Hay cosas que no podemos cambiar, pero sí podemos volver a elegirlas cada mañana, y es muy distinto permanecer a evadirse
El Evangelio nos habla de la importancia de alegrarnos con la vida, con el lugar en el que estamos, de aprender a estar donde estamos, allí donde hemos sido llamados.
Decía el Padre José Kentenich: «Quien quiera mantenerse firme en medio de la tempestad de la época y hacerse fuerte como un roble, ha de unir indisolublemente a Dios las raíces de su alma»[1]. Aprender a echar raíces donde Dios nos ha puesto. Unidos a su corazón de Padre. Porque la viña es nuestro hogar, nuestra familia, nuestra tierra, el trabajo que ahora nos toca.
Muchas veces me encuentro con jóvenes que se quejan de su trabajo, de sus horarios, del poco tiempo que tienen para hacer cualquier cosa. Es verdad. Muchas veces no es fácil compaginar horarios poco humanos con una vida familiar sana. Se trabaja mucho y a veces los horarios no son los mejores, tampoco los salarios.
Hay jóvenes que sueñan con un trabajo ideal. Incluso algunos lo asocian con un trabajo para la Iglesia o en una ONG. Un trabajo con sentido, un trabajo que tenga trascendencia, que deje huella. Un trabajo en el que poder hacer algo por los demás. Entiendo su desánimo y tristeza en muchas ocasiones. Sé por qué sufren y los entiendo.
Pero muchas veces palpo también inmadurez, incapacidad para tomar la vida en sus manos con fuerza, con pasión, con esperanza.

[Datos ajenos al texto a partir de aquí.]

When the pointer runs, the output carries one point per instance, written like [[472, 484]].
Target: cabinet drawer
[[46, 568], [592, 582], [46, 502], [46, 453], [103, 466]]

Nos amargamos con lo que tenemos, soñando lo que no tocamos. Nos cuesta aceptar la realidad en toda su belleza. De nosotros depende vivirla con alegría o con frustración.
Un dibujo muestra un vagón de tren. En una ventanilla un hombre mira un paisaje lleno de sol, de luz, de verde, de montes. Va feliz mirando lo que Dios le regala. Otro, en otra ventanilla, ve sólo un paisaje nublado, sin luz, sin vida. De nosotros depende en qué ventanilla nos sentamos.
Cada mañana al levantarnos hacemos la misma elección. Hay cosas que no podemos cambiar. Son así, nos han sido dadas.
Pero siempre esas cosas que tenemos ante nosotros, esas cosas que nos gustaría tal vez cambiar, las podemos volver a elegir siempre de nuevo, cada mañana. Eso sí que está en nuestra mano. Nos quedamos con ellas. Les decimos que sí, que las queremos, que son necesarias para ser felices.
Estoy en mi familia, en mi camino vocacional, en mi trabajo, el que me toca, con las personas que Dios me ha confiado. Soy de ese lugar en el que estoy. Soy lo que soy allí mismo.
¡Qué paz da saber que hay personas en nuestra vida que están, que no se van a ir, que permanecen! Son rocas sobre las que construimos. Columnas de nuestra vida. De mí depende.
Puedo ser roca o viento, columna o arena en la playa. Puedo permanecer o irme, porque siempre puedo decidir no estar y escaparme. Puedo optar por otro camino.
Pero lo más difícil siempre es abrazar esa viña que Dios me confía con alegría. Mirando por la ventanilla correcta. Descubriendo la belleza que tiene todo lo que se me confía. Estando allí, permaneciendo como María, como una roca.